The Swiss franc is still "significantly overvalued", the Swiss central bank said on Thursday, as it held its negative key interest rates and announced further intervention in the foreign exchange market.
There had been some expectations that the Swiss National Bank would match the European Central Bank's latest rate cut at its own policy meeting to help weaken its currency, which has seen strong upward pressure from its status as a reserve currency.
But at its quarterly policy meeting the bank kept its key target range for the three-month interbank lending rate unchanged at between -1.25 percent and -0.25 percent, and its deposit rate also steady, at -0.75 percent.
"The interest rate differential with other currencies, even following the European Central Bank's (ECB) mild interest rate cut, is thus still markedly higher than at the beginning of the year," governor Thomas Jordan told a telephone conference.

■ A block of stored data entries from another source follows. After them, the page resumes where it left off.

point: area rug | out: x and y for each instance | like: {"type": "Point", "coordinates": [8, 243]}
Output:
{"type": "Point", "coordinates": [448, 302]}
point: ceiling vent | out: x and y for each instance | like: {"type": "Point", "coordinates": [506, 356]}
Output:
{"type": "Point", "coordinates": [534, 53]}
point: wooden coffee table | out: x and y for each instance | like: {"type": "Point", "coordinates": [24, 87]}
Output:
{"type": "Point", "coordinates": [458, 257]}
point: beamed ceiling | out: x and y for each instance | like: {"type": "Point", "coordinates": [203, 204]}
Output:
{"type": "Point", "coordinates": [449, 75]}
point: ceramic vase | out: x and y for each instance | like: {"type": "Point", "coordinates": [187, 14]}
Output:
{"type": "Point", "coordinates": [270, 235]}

"The negative interest rate makes the Swiss franc less attractive, and continues to help weaken the currency," he said.
"The negative interest rate and our willingness to intervene in the foreign exchange market are intended to ease pressure on the Swiss franc," Jordan added.
All things equal, low interest rates put downward pressure on a currency and negative rates have the further impact of making banks pay to deposit funds with the central bank. This acts as an incentive to keep money in circulation and adding to the money supply, further depressing the currency.
Central banks also have the additional tool of selling their own currency to make it weaker with massive market interventions.